P.G. Noakes,1 K.L. Smallcombe,1 R. Kanjhan,1 A. Arata,2 G. Banks,1 K. Obata,3 H. Betz4 and M.C. Bellingham,1 1Synaptic Biology Group, School of Biomedical Sciences, University of Queensland, St Lucia, Qld, Australia, 2Laboratory for Memory and Learning, Riken Brain Science Institute, Wako, Japan, 3Obata Research Unit, Riken Brain Science Institute, Wako, Japan and 4Department of Neurochemistry, Max Planck Institute for Brain Research, Frankfurt/Main, Germany.
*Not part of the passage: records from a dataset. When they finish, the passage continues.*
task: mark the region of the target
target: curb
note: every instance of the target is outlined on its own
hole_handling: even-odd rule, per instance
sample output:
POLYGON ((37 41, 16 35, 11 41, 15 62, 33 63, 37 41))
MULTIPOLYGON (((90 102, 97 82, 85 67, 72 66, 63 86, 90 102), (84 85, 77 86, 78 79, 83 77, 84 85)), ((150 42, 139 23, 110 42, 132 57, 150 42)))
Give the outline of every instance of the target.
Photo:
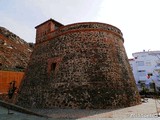
POLYGON ((15 110, 15 111, 18 111, 18 112, 21 112, 21 113, 25 113, 25 114, 30 114, 30 115, 36 115, 36 116, 39 116, 39 117, 49 118, 47 115, 38 114, 38 113, 32 112, 32 111, 30 111, 26 108, 20 107, 20 106, 15 105, 15 104, 7 103, 7 102, 1 101, 1 100, 0 100, 0 106, 8 108, 10 110, 15 110))

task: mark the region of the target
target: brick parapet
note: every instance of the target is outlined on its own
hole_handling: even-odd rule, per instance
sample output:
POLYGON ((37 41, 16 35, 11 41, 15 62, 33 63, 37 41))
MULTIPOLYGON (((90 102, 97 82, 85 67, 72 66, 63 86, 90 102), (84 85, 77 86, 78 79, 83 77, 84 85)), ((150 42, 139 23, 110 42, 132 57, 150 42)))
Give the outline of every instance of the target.
POLYGON ((103 32, 106 31, 119 36, 123 40, 122 32, 118 28, 112 25, 98 23, 98 22, 83 22, 83 23, 66 25, 66 26, 60 27, 57 30, 51 31, 49 34, 39 38, 39 42, 36 42, 36 45, 39 43, 43 43, 48 40, 54 39, 55 37, 68 34, 70 32, 81 32, 81 31, 84 31, 84 32, 85 31, 103 31, 103 32))

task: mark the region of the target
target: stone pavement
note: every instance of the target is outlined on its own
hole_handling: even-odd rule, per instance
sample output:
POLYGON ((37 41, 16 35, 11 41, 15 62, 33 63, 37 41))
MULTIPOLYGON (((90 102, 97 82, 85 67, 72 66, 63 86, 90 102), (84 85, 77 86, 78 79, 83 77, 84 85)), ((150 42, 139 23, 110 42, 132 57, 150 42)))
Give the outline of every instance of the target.
POLYGON ((159 120, 157 110, 160 112, 160 101, 157 101, 157 108, 154 99, 149 99, 148 102, 137 106, 122 108, 117 110, 105 109, 34 109, 34 112, 48 115, 51 118, 39 117, 12 111, 14 114, 7 114, 7 108, 0 106, 0 120, 55 120, 55 119, 109 119, 109 120, 159 120))

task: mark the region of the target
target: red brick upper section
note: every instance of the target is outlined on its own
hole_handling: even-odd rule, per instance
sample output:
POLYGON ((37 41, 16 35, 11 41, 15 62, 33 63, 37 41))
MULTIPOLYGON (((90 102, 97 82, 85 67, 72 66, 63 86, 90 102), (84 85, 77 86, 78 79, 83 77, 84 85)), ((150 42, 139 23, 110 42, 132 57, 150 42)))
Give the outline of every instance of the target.
POLYGON ((44 23, 36 26, 36 43, 41 43, 44 40, 47 39, 47 35, 50 32, 53 32, 54 30, 56 30, 57 28, 63 26, 61 23, 53 20, 53 19, 49 19, 47 21, 45 21, 44 23))

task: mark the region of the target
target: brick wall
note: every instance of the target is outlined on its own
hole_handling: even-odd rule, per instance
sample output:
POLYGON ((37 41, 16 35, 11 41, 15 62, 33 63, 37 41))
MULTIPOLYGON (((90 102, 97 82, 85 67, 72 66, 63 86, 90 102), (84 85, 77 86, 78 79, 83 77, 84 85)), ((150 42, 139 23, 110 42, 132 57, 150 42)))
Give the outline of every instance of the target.
POLYGON ((119 108, 140 103, 118 28, 79 23, 49 36, 33 51, 18 105, 119 108))

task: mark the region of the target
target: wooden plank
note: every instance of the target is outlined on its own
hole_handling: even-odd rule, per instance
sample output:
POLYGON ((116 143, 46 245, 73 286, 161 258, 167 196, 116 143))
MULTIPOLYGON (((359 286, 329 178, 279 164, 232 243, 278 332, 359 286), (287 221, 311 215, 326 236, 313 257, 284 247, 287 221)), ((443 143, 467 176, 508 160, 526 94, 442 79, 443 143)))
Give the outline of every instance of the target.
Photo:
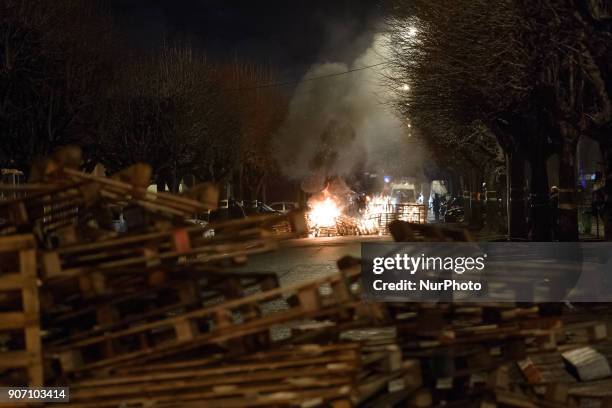
MULTIPOLYGON (((35 317, 38 320, 38 315, 35 317)), ((26 324, 23 312, 0 312, 0 330, 21 329, 26 324)))

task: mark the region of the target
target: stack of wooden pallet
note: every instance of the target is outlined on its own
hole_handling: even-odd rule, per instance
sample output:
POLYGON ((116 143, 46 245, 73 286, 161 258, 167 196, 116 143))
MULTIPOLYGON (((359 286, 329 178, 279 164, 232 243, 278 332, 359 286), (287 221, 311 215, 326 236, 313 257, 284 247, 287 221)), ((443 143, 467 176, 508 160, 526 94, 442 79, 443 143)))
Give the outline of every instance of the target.
POLYGON ((305 233, 303 216, 194 226, 185 219, 216 205, 212 186, 150 193, 146 166, 94 177, 77 153, 43 161, 40 183, 0 202, 0 385, 68 385, 75 407, 608 404, 607 309, 365 302, 350 257, 279 286, 227 266, 305 233))
POLYGON ((0 202, 2 384, 40 385, 43 366, 49 383, 126 356, 152 358, 177 342, 196 347, 198 324, 218 329, 234 311, 246 320, 251 305, 208 323, 205 310, 278 286, 273 274, 224 267, 306 232, 299 213, 193 225, 186 220, 216 208, 215 186, 155 193, 146 165, 106 178, 77 170, 80 162, 79 149, 61 149, 33 166, 32 183, 3 187, 19 194, 0 202), (178 316, 190 317, 165 330, 178 316), (126 334, 135 327, 142 330, 126 334), (95 341, 108 333, 117 340, 95 341))

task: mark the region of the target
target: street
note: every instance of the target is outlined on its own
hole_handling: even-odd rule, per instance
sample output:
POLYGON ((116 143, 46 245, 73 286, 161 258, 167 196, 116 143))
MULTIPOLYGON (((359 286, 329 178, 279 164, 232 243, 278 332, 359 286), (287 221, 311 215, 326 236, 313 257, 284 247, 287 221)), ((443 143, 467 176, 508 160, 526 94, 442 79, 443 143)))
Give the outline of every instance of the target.
POLYGON ((360 257, 361 242, 391 241, 390 235, 320 237, 288 241, 278 251, 249 258, 240 271, 275 272, 282 286, 335 273, 336 261, 345 255, 360 257))

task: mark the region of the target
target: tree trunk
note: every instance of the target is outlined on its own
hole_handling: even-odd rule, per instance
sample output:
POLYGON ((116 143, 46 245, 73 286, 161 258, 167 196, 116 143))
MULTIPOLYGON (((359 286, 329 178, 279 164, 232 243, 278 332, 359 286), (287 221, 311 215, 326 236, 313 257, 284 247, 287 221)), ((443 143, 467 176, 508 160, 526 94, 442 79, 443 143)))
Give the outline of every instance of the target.
POLYGON ((525 156, 521 152, 506 154, 506 211, 510 240, 527 239, 525 223, 525 156))
POLYGON ((603 209, 604 222, 604 238, 606 241, 612 241, 612 141, 601 143, 601 151, 604 160, 604 200, 605 206, 603 209))
POLYGON ((485 210, 486 210, 486 223, 487 228, 491 233, 496 233, 502 229, 500 225, 500 209, 499 209, 499 197, 500 191, 497 189, 497 183, 495 177, 490 177, 487 182, 487 191, 484 197, 485 199, 485 210))
POLYGON ((481 230, 483 227, 482 202, 480 201, 482 176, 473 174, 470 180, 470 229, 481 230))
MULTIPOLYGON (((552 208, 553 231, 564 242, 578 241, 578 207, 576 202, 576 146, 566 141, 559 161, 559 206, 552 208), (558 222, 557 225, 554 225, 558 222)), ((552 203, 554 205, 554 203, 552 203)))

Neural development is characterized by the formation of complex neural networks such as the neuromotor system. During embryonic development approximately half the number of motoneurons generated undergo cell death. This is at a time when motoneurons are making contact with skeletal muscle, and when contacts onto motoneurons by other neurons are being established. This suggests that both central and peripheral synaptic contacts act to regulate the number of motoneurons during this embryonic period. Recent studies have suggested that glycinergic and GABAergic synaptic activity may be essential for the maturation and refinement of developing neural networks. These transmitters switch from producing excitation to inhibition during late embryonic and early postnatal stages. We and others have shown that functional neuromuscular synaptic outputs regulate motoneuron death. This leaves open the question as to whether central synaptic inputs to the motoneuron might also influence survival or death of the motoneuron during this period of neuron cell death. Morphological and functional evidence indicates that glycinergic and GABAergic synapses control motoneuron development in a region-specific manner during the period of developmental motoneuron death. This evidence is from the physiological and morphological analyses of mice that lack GABA (GAD67 - deficient mice) and from mice lacking post-synaptic Glycine receptors (Gephyrin - deficient mice).